NowPublic and Who’s Doing Whom a Favour?
If you’re a regular Flickr user with Creative Commons-licensed photos, you’ve probably received a request from NowPublic to use one of your photos. I think this is a great application of the crowd-sourcing model, and they’ve got it 90% correct. I sent a feature request to NowPublic on the subject, and thought I’d share it here:
I’ve received a couple of recent requests to integrate Flickr photos into news stories. I’m happy to receive and approve them. However, your current setup obliges me to create a NowPublic account and subsequently log in every time I want to approve a photo (I’m not comfortable uniformly approving all future requests. That’s a pain point I could do without.

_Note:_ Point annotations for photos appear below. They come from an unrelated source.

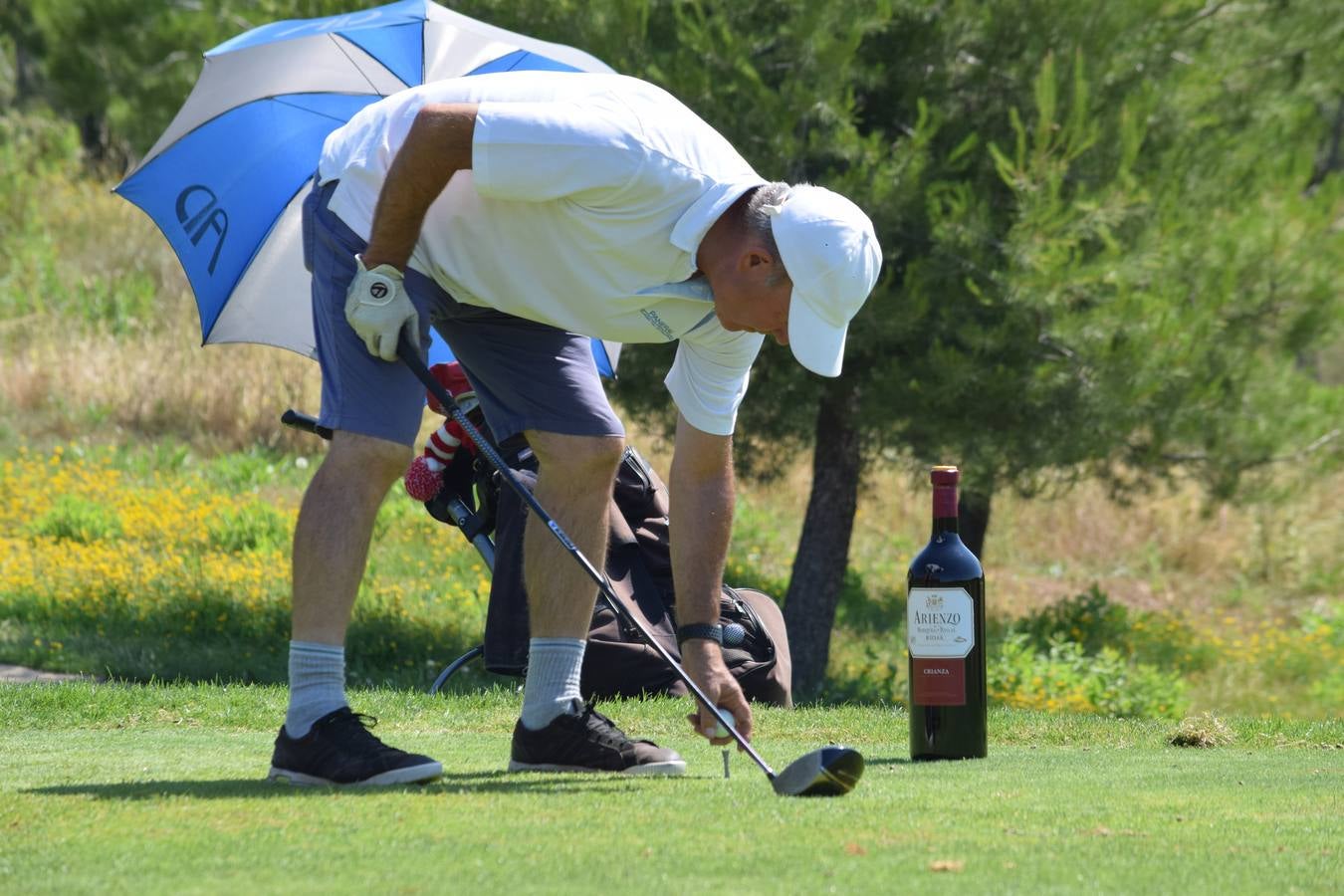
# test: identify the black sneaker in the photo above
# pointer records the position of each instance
(338, 750)
(588, 742)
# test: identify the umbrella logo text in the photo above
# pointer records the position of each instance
(203, 218)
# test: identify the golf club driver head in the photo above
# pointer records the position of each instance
(830, 772)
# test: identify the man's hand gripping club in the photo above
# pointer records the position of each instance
(378, 310)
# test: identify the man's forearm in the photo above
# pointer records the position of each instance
(436, 148)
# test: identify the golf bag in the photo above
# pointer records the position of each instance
(638, 564)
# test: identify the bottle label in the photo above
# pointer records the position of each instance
(940, 631)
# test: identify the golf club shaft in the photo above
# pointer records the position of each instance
(410, 356)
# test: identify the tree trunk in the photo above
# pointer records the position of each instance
(809, 607)
(974, 519)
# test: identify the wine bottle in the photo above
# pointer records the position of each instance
(945, 633)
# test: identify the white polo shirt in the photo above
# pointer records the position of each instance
(587, 199)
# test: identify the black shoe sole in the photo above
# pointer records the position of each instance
(419, 774)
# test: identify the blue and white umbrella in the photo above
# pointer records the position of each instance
(227, 179)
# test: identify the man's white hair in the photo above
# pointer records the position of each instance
(757, 220)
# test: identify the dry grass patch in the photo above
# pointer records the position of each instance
(1203, 731)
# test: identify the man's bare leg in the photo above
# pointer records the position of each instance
(335, 527)
(323, 742)
(556, 733)
(574, 485)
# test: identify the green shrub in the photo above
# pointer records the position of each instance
(77, 519)
(1094, 623)
(253, 527)
(1064, 677)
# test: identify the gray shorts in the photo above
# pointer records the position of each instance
(527, 375)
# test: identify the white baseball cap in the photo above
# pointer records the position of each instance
(830, 253)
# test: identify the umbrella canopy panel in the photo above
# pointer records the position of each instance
(225, 181)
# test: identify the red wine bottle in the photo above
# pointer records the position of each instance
(945, 633)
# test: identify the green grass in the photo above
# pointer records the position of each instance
(157, 788)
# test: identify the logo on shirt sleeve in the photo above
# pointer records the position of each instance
(657, 323)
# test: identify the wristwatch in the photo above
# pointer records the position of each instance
(701, 630)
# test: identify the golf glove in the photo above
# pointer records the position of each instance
(379, 310)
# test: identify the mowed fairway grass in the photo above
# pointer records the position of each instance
(157, 788)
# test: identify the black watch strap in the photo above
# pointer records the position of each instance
(701, 630)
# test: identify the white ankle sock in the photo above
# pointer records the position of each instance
(316, 684)
(554, 668)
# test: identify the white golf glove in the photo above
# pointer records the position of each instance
(379, 310)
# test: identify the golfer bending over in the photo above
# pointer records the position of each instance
(522, 214)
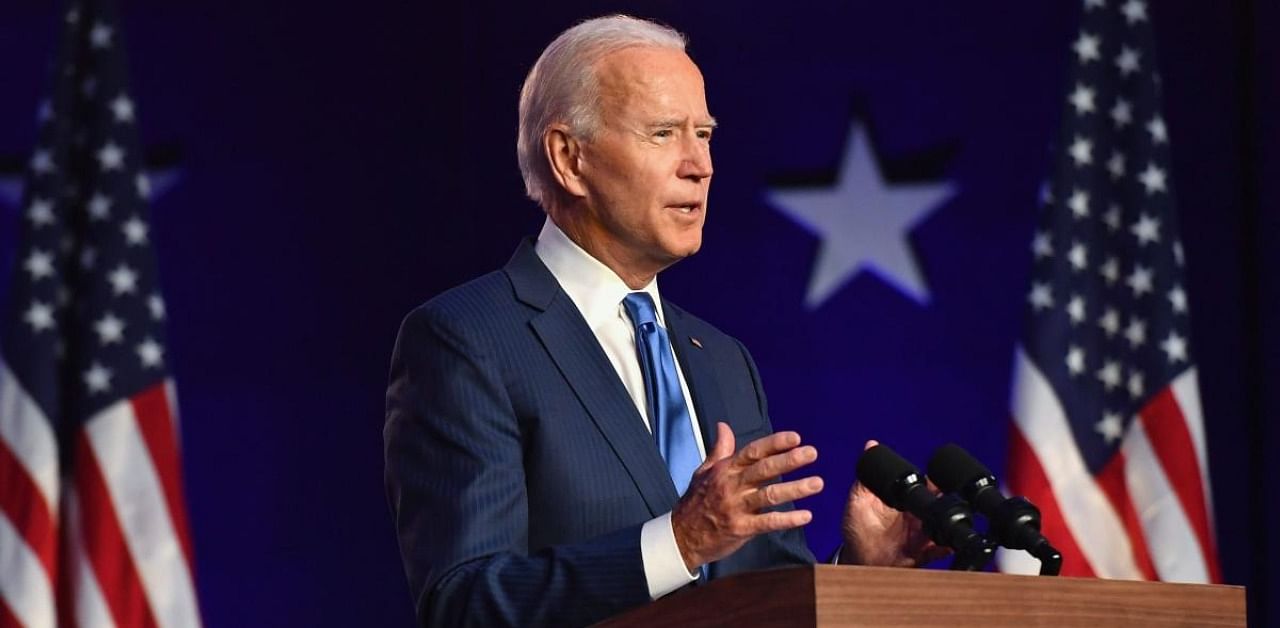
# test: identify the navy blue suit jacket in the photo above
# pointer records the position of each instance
(517, 467)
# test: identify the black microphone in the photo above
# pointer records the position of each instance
(946, 519)
(1015, 522)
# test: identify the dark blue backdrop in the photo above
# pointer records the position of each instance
(339, 163)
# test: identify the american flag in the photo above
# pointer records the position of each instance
(1107, 434)
(92, 525)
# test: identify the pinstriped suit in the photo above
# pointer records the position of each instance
(517, 467)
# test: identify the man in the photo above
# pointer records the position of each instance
(562, 444)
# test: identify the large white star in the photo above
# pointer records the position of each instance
(863, 224)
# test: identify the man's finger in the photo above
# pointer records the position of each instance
(763, 448)
(782, 493)
(777, 464)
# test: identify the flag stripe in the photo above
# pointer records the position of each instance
(1164, 519)
(1033, 484)
(155, 420)
(86, 606)
(105, 545)
(1112, 482)
(26, 587)
(1086, 509)
(30, 435)
(122, 452)
(1173, 455)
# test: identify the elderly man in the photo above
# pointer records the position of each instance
(562, 444)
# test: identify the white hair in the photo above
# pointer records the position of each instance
(562, 87)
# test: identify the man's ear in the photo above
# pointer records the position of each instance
(563, 154)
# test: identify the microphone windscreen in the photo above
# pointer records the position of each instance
(951, 467)
(880, 468)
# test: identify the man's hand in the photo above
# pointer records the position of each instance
(721, 509)
(878, 535)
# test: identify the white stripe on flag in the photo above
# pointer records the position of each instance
(1170, 539)
(1088, 514)
(23, 581)
(140, 502)
(91, 609)
(30, 435)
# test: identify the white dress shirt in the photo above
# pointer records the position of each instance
(598, 293)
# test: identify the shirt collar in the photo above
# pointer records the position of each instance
(594, 288)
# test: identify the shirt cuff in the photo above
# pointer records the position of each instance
(663, 565)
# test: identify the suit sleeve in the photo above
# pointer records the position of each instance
(456, 484)
(789, 546)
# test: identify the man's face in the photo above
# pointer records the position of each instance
(648, 169)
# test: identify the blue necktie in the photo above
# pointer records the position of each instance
(668, 413)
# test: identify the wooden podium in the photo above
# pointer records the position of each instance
(837, 596)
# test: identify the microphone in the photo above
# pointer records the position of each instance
(946, 519)
(1015, 522)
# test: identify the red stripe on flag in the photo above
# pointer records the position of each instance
(24, 505)
(104, 544)
(1027, 478)
(1112, 482)
(1166, 430)
(154, 418)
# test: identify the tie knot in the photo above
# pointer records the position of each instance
(640, 308)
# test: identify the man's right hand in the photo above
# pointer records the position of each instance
(722, 508)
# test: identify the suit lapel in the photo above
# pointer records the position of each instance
(577, 354)
(699, 374)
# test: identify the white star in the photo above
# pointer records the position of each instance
(1139, 280)
(1112, 218)
(1178, 298)
(156, 306)
(1110, 270)
(110, 156)
(1082, 151)
(100, 36)
(97, 379)
(99, 206)
(1087, 47)
(1079, 204)
(144, 186)
(1115, 165)
(1082, 99)
(1110, 375)
(123, 280)
(151, 353)
(1041, 297)
(1134, 10)
(109, 329)
(1110, 321)
(1175, 347)
(1127, 60)
(40, 316)
(39, 264)
(1075, 360)
(1146, 229)
(1042, 246)
(1136, 333)
(135, 230)
(1121, 113)
(42, 163)
(863, 224)
(40, 212)
(1111, 427)
(1152, 178)
(1078, 256)
(1075, 308)
(1136, 386)
(123, 109)
(1159, 133)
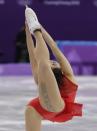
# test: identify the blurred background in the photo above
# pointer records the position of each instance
(72, 23)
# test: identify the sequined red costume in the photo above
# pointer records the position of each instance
(68, 93)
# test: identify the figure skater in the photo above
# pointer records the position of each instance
(55, 80)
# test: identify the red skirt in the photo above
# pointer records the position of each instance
(71, 109)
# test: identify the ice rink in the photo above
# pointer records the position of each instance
(15, 92)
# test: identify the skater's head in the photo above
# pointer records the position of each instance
(57, 72)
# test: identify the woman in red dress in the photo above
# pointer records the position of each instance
(55, 80)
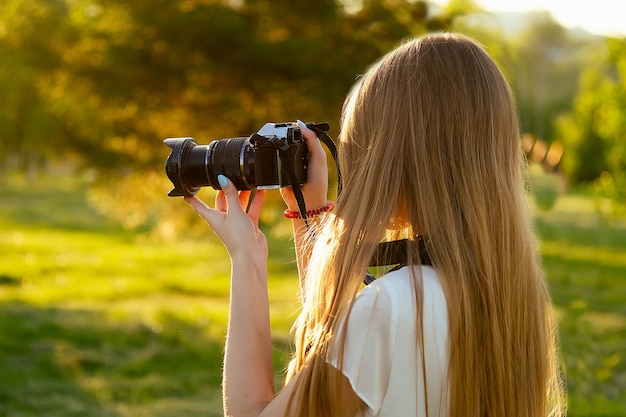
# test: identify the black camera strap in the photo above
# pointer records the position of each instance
(286, 159)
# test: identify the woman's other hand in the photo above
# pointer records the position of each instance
(315, 190)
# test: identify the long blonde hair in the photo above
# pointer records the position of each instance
(432, 128)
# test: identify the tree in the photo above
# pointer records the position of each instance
(595, 131)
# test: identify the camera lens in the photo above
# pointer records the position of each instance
(232, 158)
(191, 166)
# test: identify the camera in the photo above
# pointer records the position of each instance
(274, 157)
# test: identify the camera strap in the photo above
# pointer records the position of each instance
(286, 159)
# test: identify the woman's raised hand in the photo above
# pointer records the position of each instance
(238, 229)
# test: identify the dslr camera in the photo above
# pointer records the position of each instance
(274, 157)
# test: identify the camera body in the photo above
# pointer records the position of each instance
(255, 162)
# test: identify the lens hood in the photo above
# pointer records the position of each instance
(174, 166)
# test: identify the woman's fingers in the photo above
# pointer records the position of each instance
(203, 210)
(317, 154)
(255, 207)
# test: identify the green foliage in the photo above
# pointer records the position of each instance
(98, 320)
(595, 131)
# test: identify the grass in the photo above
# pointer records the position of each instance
(97, 320)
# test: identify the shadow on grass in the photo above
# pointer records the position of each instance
(586, 270)
(82, 363)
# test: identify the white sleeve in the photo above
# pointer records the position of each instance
(371, 333)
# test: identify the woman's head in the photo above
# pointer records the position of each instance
(430, 132)
(432, 120)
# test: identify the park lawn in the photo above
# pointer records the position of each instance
(97, 320)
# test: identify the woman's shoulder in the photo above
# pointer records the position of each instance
(402, 280)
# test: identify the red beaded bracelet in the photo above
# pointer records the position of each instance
(310, 213)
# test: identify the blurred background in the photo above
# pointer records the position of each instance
(113, 296)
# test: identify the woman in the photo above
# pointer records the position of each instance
(430, 151)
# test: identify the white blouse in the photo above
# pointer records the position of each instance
(382, 358)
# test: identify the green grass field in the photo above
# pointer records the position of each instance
(96, 320)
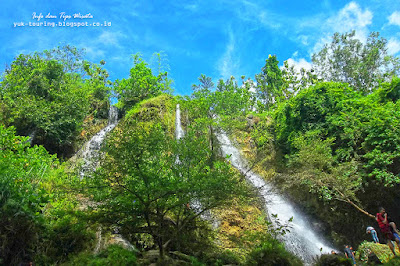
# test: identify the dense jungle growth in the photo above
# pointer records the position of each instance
(328, 138)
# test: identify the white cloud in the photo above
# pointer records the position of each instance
(394, 18)
(110, 38)
(393, 46)
(352, 17)
(299, 64)
(228, 64)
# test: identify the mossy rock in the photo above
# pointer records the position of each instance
(382, 251)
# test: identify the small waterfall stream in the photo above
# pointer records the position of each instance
(90, 151)
(301, 240)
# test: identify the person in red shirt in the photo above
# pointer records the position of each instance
(381, 218)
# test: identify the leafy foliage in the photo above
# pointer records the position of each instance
(141, 84)
(363, 66)
(22, 197)
(154, 185)
(43, 100)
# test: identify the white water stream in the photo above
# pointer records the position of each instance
(302, 240)
(90, 151)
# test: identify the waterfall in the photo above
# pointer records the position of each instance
(178, 125)
(301, 240)
(90, 151)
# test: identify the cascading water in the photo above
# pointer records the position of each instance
(301, 240)
(90, 151)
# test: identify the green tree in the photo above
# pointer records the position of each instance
(363, 66)
(141, 84)
(41, 99)
(23, 172)
(145, 189)
(270, 84)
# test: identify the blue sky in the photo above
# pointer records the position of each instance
(215, 38)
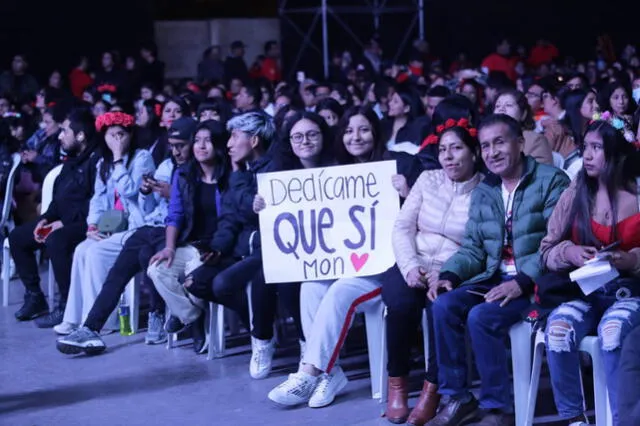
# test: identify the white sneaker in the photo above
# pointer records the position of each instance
(65, 328)
(297, 389)
(261, 357)
(328, 387)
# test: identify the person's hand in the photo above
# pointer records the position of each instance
(416, 278)
(94, 234)
(210, 258)
(162, 188)
(38, 230)
(29, 156)
(577, 255)
(258, 204)
(508, 291)
(436, 286)
(399, 183)
(166, 254)
(623, 260)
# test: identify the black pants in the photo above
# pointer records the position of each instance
(226, 283)
(133, 258)
(60, 245)
(264, 302)
(404, 314)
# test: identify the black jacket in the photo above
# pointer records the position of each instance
(74, 188)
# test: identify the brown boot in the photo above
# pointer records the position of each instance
(398, 402)
(427, 405)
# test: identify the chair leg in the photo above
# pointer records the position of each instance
(6, 274)
(374, 325)
(51, 287)
(538, 353)
(520, 335)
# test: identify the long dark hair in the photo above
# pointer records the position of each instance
(286, 159)
(106, 166)
(379, 148)
(619, 174)
(219, 138)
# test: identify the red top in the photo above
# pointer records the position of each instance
(495, 62)
(79, 80)
(628, 231)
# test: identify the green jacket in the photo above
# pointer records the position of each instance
(480, 254)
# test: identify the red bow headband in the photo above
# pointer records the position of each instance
(435, 137)
(114, 119)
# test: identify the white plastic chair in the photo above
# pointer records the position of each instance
(589, 345)
(4, 221)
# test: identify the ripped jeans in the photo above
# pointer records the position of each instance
(567, 325)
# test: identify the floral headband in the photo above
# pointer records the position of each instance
(433, 139)
(114, 119)
(617, 123)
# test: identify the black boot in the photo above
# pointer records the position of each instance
(35, 305)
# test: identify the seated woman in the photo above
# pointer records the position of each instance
(119, 177)
(307, 146)
(428, 230)
(514, 104)
(197, 210)
(600, 207)
(328, 307)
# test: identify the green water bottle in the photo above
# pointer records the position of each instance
(124, 315)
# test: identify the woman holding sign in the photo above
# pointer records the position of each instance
(328, 307)
(601, 207)
(307, 147)
(428, 230)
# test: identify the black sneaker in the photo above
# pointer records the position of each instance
(81, 340)
(51, 320)
(35, 305)
(199, 335)
(174, 325)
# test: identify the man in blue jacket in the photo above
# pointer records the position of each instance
(484, 286)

Philosophically, I think the question is ‘who’s doing whom a favour?’ The login implies that NP is doing me a favour by publishing my photo. I feel the opposite, that I’m doing NP a favour by permitting you to use my photo. If we work from my assumption, then it behooves NP to make the act of approval as effortless as possible.
Do you think I got this right? Or am I just whinging, and should be grateful for being asked to share my photos? And should that be ‘whom’ or ‘who’? I never committed the associated grammar rule to memory.
I’ve recognized that, personally, I feel quite differently about my photos on Flickr than I do about, say, this blog. While I strive to improve my work on this site, I feel much more ambivalent about my Flickr photos.
Flickr is really just a handy place to put and reference my photos. While I used to obsess about the visitor stats for this site, I almost never check the number of views that my photos have. It’s strictly a question of personal taste, but it’s probably that apathy that’s motivating this feature request.